For the study, demographic, laboratory, and radiological findings were collected from 53 patients as each tested positive in January for the SARS-CoV2 virus at the two Chinese hospitals. Symptoms were typically mild, to begin with, including cough, fever and stomach upset. In a minority of patients, however, severe symptoms developed with a week, including pneumonia.
For the new study, the researchers designed computer models that make decisions based on the data fed into them, with programmes getting "smarter" the more data they consider.

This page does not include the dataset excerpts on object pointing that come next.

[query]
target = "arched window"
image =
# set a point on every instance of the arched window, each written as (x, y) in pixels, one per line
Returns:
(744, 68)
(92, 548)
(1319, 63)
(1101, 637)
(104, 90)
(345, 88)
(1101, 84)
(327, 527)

The researchers were surprised to find that characteristics considered to be hallmarks of COVID-19, like certain patterns seen in lung images, fever, and strong immune responses, were not useful in predicting which of the many patients with initial, mild symptoms would go to develop severe lung disease.
Neither were age and gender helpful in predicting serious disease, although past studies had found men over 60 to be at higher risk. Instead, the new AI tool found that changes in three features - levels of the liver enzyme alanine aminotransferase (ALT), reported myalgia, and hemoglobin levels - were most accurately predictive of subsequent, severe disease. Together with other factors, the team reported being able to predict the risk of Acute Respiratory Distress Syndrome or ARDS with up to 80 percent accuracy. "We hope that the tool, when fully developed, will be useful to physicians as they assess which moderately ill patients really need beds, and who can safely go home, with hospital resources stretched thin," Bari added.